Section 153(2) of Income Tax Act 2025
153(2) The deduction under sub-section (1) shall be allowed for a tax year as follows:—
- (a) in case of assessee mentioned in sub-section 1(a) or (c), the whole of the interest up to a maximum amount of ten thousand rupees on deposits in a savings account, excluding time deposits;
- (b) in case of assessee mentioned in sub-section (1)(b), the whole of the interest up to a maximum amount of fifty thousand rupess on deposits in a savings account, including time deposits.
Section 153(3) of Income Tax Act 2025
153(3) Where the income referred to in this section is derived from any deposit in a savings account held by, or on behalf of, a firm, an association of persons or a body of individuals, no deduction shall be allowed under this section in respect of such income in computing the total income of any partner of the firm or any member of the association or any individual of the body.
Section 153(4) of Income Tax Act 2025
153(4) In this section, “time deposits” means the deposits repayable on expiry of fixed periods.
FAQs on Section 153 of Income Tax Act 2025
Who is eligible to claim deduction under section 153 of the Income Tax Act, 2025?
An individual (whether a senior citizen or not) or a Hindu Undivided Family (HUF) is eligible to claim deduction, subject to the conditions specified.
What type of income qualifies for deduction under section 153?
Only income by way of interest on deposits with a banking company, a co-operative bank, or a Post Office qualifies for deduction.
What is the maximum deduction allowed for non-senior citizens and HUFs under section 153?
The maximum deduction allowed is up to ₹10,000 on interest from savings account deposits only, and not from time deposits.
What is the maximum deduction allowed for senior citizens under section 153?
Senior citizens can claim deduction up to ₹50,000 on interest from both savings and time deposits.
Can time deposit interest be claimed as a deduction by non-senior citizens or HUFs?
No, time deposit interest is not eligible for deduction for non-senior citizens or HUFs.
Can the deduction be claimed on interest from multiple savings accounts?
Yes, but the total deduction shall not exceed the applicable limit (₹10,000 or ₹50,000, as the case may be).
Is interest from fixed deposits eligible for deduction under section 153?
Only for senior citizens. Fixed deposits are classified as time deposits, and their interest is deductible only for senior citizens.
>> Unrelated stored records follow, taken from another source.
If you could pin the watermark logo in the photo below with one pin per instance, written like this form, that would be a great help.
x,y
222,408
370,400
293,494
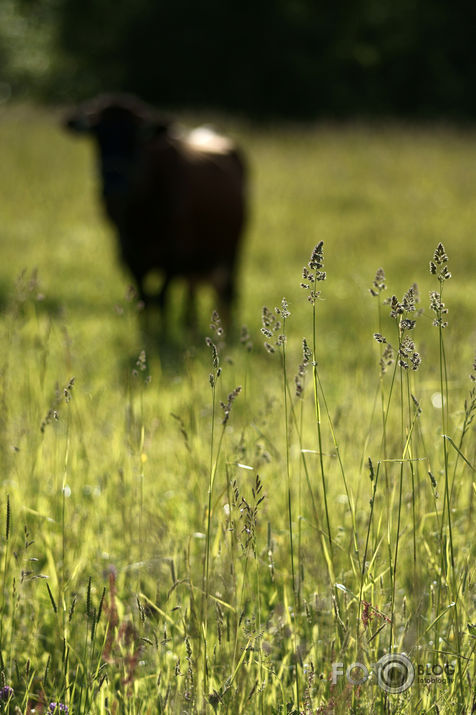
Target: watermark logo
x,y
394,671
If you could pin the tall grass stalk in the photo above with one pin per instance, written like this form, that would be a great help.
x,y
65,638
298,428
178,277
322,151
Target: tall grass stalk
x,y
439,268
312,275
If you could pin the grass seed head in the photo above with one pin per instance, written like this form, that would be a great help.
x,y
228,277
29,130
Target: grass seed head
x,y
378,284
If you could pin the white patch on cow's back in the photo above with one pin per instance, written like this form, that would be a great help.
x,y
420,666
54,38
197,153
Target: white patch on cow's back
x,y
208,140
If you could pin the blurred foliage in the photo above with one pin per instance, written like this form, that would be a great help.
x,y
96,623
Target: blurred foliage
x,y
282,58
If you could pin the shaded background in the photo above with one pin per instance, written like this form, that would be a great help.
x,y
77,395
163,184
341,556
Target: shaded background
x,y
266,58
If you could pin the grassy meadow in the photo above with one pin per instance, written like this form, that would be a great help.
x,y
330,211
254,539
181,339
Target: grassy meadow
x,y
193,526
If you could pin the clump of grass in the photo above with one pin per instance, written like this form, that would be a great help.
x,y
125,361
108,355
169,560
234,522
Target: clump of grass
x,y
266,553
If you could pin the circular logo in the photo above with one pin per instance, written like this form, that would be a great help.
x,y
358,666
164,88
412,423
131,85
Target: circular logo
x,y
395,673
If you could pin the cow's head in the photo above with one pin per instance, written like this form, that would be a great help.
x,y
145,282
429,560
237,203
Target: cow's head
x,y
121,125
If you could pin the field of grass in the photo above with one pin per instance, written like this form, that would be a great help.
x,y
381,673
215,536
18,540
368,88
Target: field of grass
x,y
180,531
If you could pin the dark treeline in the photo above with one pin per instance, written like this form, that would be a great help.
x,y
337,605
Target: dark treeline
x,y
292,58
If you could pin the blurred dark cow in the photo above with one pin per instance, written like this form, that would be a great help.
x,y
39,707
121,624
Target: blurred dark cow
x,y
177,201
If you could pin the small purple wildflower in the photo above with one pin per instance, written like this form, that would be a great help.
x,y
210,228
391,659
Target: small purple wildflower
x,y
6,692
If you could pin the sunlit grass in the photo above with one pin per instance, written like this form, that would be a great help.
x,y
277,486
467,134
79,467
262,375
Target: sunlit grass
x,y
155,559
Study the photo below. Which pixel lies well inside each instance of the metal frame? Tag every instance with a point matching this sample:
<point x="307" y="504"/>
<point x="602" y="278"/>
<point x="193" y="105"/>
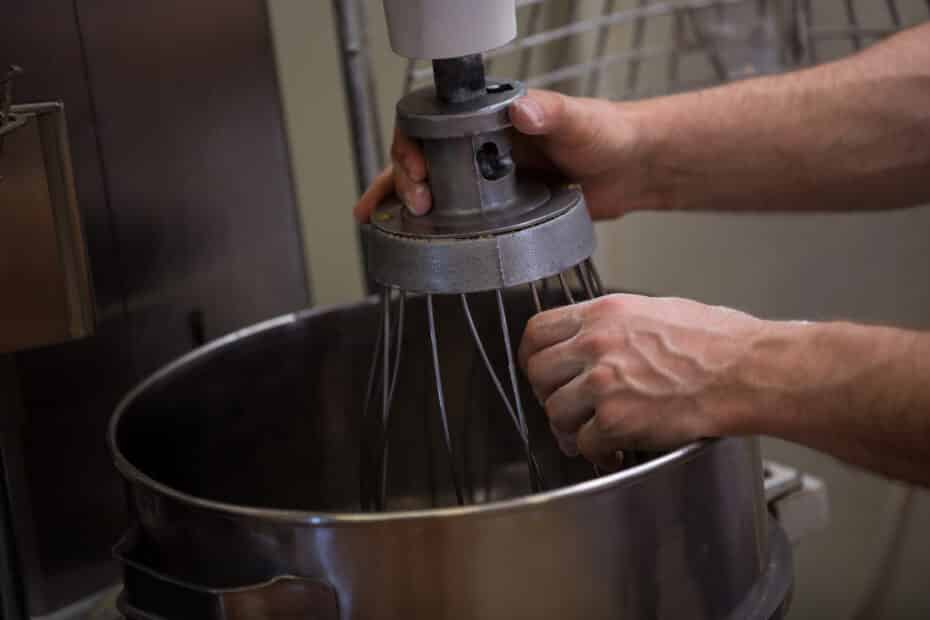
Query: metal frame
<point x="801" y="41"/>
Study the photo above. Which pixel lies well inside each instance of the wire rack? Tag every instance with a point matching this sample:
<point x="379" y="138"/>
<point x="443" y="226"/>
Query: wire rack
<point x="629" y="49"/>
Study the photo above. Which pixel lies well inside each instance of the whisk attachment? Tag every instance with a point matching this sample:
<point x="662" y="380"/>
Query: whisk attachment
<point x="491" y="229"/>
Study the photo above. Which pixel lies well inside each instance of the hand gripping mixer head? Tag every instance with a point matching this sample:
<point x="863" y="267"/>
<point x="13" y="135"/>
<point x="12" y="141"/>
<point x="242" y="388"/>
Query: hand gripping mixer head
<point x="492" y="230"/>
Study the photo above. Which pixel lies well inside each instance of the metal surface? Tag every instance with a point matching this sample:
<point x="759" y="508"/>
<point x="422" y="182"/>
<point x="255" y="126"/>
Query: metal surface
<point x="44" y="274"/>
<point x="616" y="51"/>
<point x="453" y="266"/>
<point x="182" y="178"/>
<point x="262" y="482"/>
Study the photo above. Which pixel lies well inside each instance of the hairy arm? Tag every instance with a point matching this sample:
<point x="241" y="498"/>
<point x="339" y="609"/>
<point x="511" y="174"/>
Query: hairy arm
<point x="852" y="134"/>
<point x="628" y="372"/>
<point x="858" y="392"/>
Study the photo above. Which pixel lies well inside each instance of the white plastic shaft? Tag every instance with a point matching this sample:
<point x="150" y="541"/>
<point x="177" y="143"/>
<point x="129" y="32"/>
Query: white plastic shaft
<point x="431" y="29"/>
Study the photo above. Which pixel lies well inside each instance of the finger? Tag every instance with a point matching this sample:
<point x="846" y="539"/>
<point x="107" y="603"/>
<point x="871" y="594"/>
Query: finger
<point x="598" y="446"/>
<point x="568" y="442"/>
<point x="407" y="157"/>
<point x="571" y="405"/>
<point x="547" y="329"/>
<point x="381" y="188"/>
<point x="415" y="196"/>
<point x="566" y="120"/>
<point x="554" y="367"/>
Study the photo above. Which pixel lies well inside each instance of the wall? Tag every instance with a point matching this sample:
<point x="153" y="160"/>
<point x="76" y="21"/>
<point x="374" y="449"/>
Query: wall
<point x="873" y="267"/>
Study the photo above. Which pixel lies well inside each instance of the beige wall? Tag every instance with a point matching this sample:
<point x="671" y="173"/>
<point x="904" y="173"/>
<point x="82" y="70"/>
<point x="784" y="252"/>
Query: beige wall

Can a firm, AOP, or BOI claim deduction under this section?
No. Section 153(3) clearly states that no deduction shall be allowed for savings account interest derived by or on behalf of a firm, AOP, or BOI.
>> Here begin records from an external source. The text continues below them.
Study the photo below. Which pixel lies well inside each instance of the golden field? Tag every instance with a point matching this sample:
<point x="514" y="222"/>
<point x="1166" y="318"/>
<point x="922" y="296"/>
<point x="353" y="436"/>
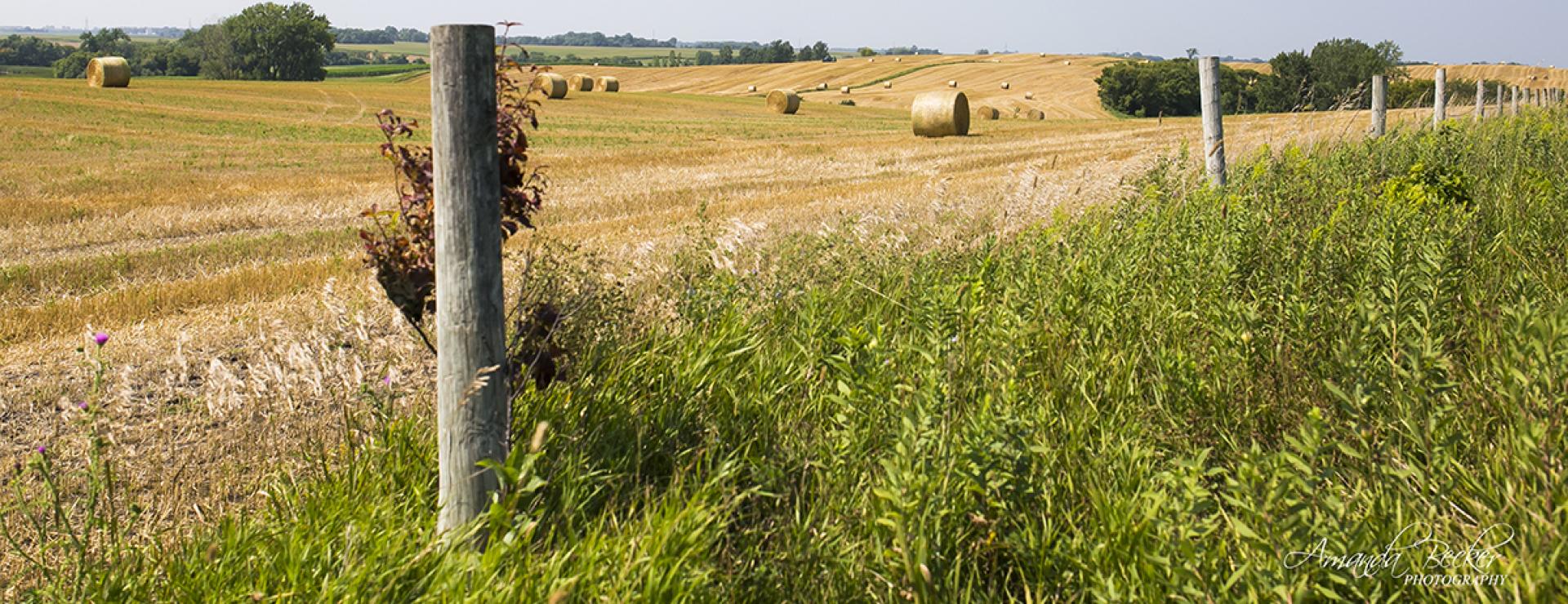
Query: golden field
<point x="199" y="221"/>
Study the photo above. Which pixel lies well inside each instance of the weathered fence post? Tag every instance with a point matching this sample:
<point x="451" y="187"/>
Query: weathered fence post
<point x="470" y="420"/>
<point x="1379" y="105"/>
<point x="1213" y="120"/>
<point x="1481" y="100"/>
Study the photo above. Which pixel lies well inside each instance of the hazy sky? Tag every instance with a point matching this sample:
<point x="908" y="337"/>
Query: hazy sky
<point x="1433" y="30"/>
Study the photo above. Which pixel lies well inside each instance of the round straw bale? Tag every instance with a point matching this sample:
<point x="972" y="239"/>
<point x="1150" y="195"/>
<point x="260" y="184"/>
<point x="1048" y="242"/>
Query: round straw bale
<point x="942" y="113"/>
<point x="109" y="73"/>
<point x="783" y="100"/>
<point x="552" y="85"/>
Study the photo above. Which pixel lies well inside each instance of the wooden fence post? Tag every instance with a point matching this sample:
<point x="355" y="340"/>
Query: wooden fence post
<point x="470" y="423"/>
<point x="1213" y="120"/>
<point x="1379" y="105"/>
<point x="1481" y="100"/>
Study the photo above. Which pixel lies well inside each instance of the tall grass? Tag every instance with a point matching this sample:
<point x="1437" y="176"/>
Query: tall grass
<point x="1181" y="396"/>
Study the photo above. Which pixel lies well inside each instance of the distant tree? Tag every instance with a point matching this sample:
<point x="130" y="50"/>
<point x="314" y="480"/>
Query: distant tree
<point x="1343" y="69"/>
<point x="274" y="41"/>
<point x="30" y="51"/>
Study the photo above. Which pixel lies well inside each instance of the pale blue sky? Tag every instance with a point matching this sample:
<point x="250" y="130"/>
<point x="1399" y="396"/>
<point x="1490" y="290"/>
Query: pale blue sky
<point x="1528" y="32"/>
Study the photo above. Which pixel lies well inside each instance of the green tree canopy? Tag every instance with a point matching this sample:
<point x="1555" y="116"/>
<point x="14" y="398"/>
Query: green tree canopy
<point x="272" y="41"/>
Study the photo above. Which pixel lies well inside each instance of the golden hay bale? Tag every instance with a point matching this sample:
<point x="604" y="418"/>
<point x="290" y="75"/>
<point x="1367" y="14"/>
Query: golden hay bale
<point x="783" y="100"/>
<point x="552" y="85"/>
<point x="109" y="73"/>
<point x="942" y="113"/>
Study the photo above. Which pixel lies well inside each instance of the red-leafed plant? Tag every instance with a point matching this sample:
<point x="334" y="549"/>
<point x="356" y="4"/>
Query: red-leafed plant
<point x="400" y="242"/>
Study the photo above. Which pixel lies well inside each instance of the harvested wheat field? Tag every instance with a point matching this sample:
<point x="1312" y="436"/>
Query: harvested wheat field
<point x="220" y="248"/>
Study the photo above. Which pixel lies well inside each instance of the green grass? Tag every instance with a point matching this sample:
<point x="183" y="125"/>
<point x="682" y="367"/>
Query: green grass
<point x="1153" y="401"/>
<point x="372" y="69"/>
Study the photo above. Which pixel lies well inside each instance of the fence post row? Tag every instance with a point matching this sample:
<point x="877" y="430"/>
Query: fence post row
<point x="470" y="418"/>
<point x="1379" y="105"/>
<point x="1213" y="126"/>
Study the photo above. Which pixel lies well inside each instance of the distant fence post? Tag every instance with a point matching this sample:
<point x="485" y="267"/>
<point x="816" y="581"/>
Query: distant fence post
<point x="1481" y="100"/>
<point x="1213" y="118"/>
<point x="470" y="423"/>
<point x="1379" y="105"/>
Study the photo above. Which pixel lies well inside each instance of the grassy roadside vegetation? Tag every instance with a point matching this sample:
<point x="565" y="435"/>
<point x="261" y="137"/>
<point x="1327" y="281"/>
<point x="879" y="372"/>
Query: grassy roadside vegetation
<point x="1160" y="399"/>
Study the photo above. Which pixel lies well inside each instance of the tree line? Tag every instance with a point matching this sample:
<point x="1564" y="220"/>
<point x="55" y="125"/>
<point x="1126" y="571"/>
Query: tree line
<point x="1336" y="74"/>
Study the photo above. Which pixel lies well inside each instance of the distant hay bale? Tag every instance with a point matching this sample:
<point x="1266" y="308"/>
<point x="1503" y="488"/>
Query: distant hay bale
<point x="783" y="100"/>
<point x="109" y="73"/>
<point x="942" y="113"/>
<point x="552" y="85"/>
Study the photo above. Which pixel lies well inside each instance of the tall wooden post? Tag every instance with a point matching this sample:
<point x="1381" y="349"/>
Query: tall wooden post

If a partner in a firm holds a savings account in the name of the firm, can he claim deduction in his individual return?
No, such income is not eligible for deduction in computing the total income of the partner.
What is meant by ‘time deposits’ as per this section?
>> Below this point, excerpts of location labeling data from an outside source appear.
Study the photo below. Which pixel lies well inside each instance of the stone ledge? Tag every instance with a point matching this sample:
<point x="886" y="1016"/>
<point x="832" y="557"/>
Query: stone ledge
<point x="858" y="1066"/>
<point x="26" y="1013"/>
‘Time deposits’ refer to deposits repayable on expiry of fixed periods.
Are co-operative land mortgage banks and co-operative land development banks included for eligibility?
Yes, these are included under co-operative societies engaged in the business of banking.
Is the interest earned from Post Office savings accounts eligible for deduction?
Yes, interest on eligible Post Office savings accounts is deductible under section 153.
Can senior citizens claim deduction for both savings and time deposits interest together?
Yes, they can claim deduction up to ₹50,000 from both types combined.
Is the deduction under this section available automatically?
No, the assessee must claim the deduction in the return of income and ensure that eligible interest is part of the gross total income.
Is there any separate limit for each deposit source like bank, co-operative bank, or Post Office?
No, the limit applies collectively to all qualifying interest sources.